23 May 2022
The Revolution Will Be Sexualized
John G. McCurdy is Professor of History at Eastern Michigan State University, and was a 2021 Eccles Centre Visiting Fellow at the British Library.
What was it like for homosexual men in the era of the American Revolution? For the past few years, I have been trying to answer this question. Little has been written about same-sex intimacy in the eighteenth century and almost no one has attempted to connect homosexuality to the creation of the United States.
Specifically, I have been researching the case of British Lieutenant Robert Newburgh who was accused of buggery in 1774 and faced a court martial. Newburgh’s case (which I found at the William L. Clements Library at the University of Michigan and at the UK's National Archives at Kew) is highly detailed. It is full of homophobic stereotypes but also a stirring defense of sexual freedom that was centuries ahead of its time.

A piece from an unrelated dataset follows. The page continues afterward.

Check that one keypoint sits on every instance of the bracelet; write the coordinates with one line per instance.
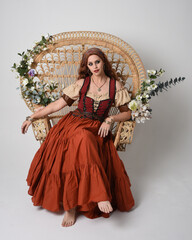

In February and March 2022, I was privileged to spend four weeks at the British Library thanks to the generous support of the Eccles Centre for American Studies. Although I had already located most of the materials related to Newburgh’s case, I needed to contextualize his trial. How typical was his court martial and how did it compare to contemporary British military legal actions? Also, how did people in the eighteenth-century Anglo Atlantic talk about same-sex intimacy? Fortunately, I found a great deal of information at the British Library!
I spent my first two weeks going through manuscripts. The Download Haldimand guide are an especially rich collection that I strongly encourage all researchers to take a look at. Frederick Haldimand was commander in chief of North America from 1773 to 1774 and governor general of Canada from 1778 to 1786. Accordingly, he collected all types of reports about life and events during the American War for Independence. Although Newburgh’s letters to Haldimand were the only ones to mention homosexuality, I found information on other courts martial, marriage and families, and unusual individuals who ran afoul of the British establishment.
There are many interesting stories that I found in Haldimand Papers. In 1781, Stephen Tuttle wrote to Haldimand asking for his help finding his wife. Apparently, Tuttle’s wife had “entertained” some American rebels and then run away with his money. I also found the court martial of Ensigns Archibald MacDonnell and Stephen Blackader for fighting with a Canadian colonist. The colonist—who was a French speaker—called the two officers “foutre” and “Bougre” (fucker and buggerer). Also in the Haldimand Papers, I located several letters from Rev. Thomas Charles Hessop Scott. Like Newburgh, Scott was an army chaplain who found himself on the outs with the officers. Although Scott was heterosexual, he was forced out of the army when he defended civilians against soldiers’ theft and criticized his commanding officer.
I also scoured the manuscripts for any mention of homosexuality. In the Harley Papers, I located transcriptions of late-seventeenth-century accounts such as “Jenny Cromwell’s Complaint against Sodomy” which condemns England for encouraging vice, as well as “Petition of Hassan a Turk” in which a Muslim asks King William III to set aside his execution for sodomy because of cultural differences. The Miscellaneous Papers and the Morley Papers include accounts of “macaroni”: a term applied to fashionable young men in the 1770s. Many writers lampooned the macaroni as queer, that is, either asexual or homosexual. Finally, the Sloane Papers contain accounts of John Atherton who introduced the sodomy law to Ireland and was also the first man to be executed under the law.
In my third week at the British Library, I moved on to the Rare Books and Music room. I quickly discovered many pamphlets, plays, and books that discussed homosexuality. Not surprisingly, most portrayals were negative and mocking. Satan’s Harvest Home from 1749 fretted over the preponderance of “vile Catamites” (a classical reference to homosexuals), which it blamed on the current fashion of “Men kissing each other.” This pamphlet also contains one of the few references to lesbianism, which the author terms “the Game of Flatts.” I also found sermons against sodomy, the play The Macaroni: A Comedy, and attacks on Samuel Foote who was accused of having sex with another man.
Yet not all of the accounts are entirely negative. I was delighted to find The State of the Case of Captain Jones from 1772, a pamphlet who urged that King George III to pardon a man who had been convicted of sex with another man. Although the author believed that sodomy was a capital crime, he nevertheless made an appeal for compassion and the rule of law over mob violence. I also found An Address from the Ladies from 1754, a mocking account of an Irish archbishop who fell from power over rumors that he had a male lover. Pretending to be letters between the two men, the correspondence made the case for an acceptance of homosexuality with classical allusions including: “You may read Virgil and there you’ll find he was one of us.”
Since returning to America, I have been sorting through my findings. These will greatly enrich my findings and will certainly appear in my forthcoming book on Robert Newburgh and what his case can tell us about homosexuality in the American Revolution. I am grateful to the Eccles Centre and the British Library for giving me this wonderful opportunity.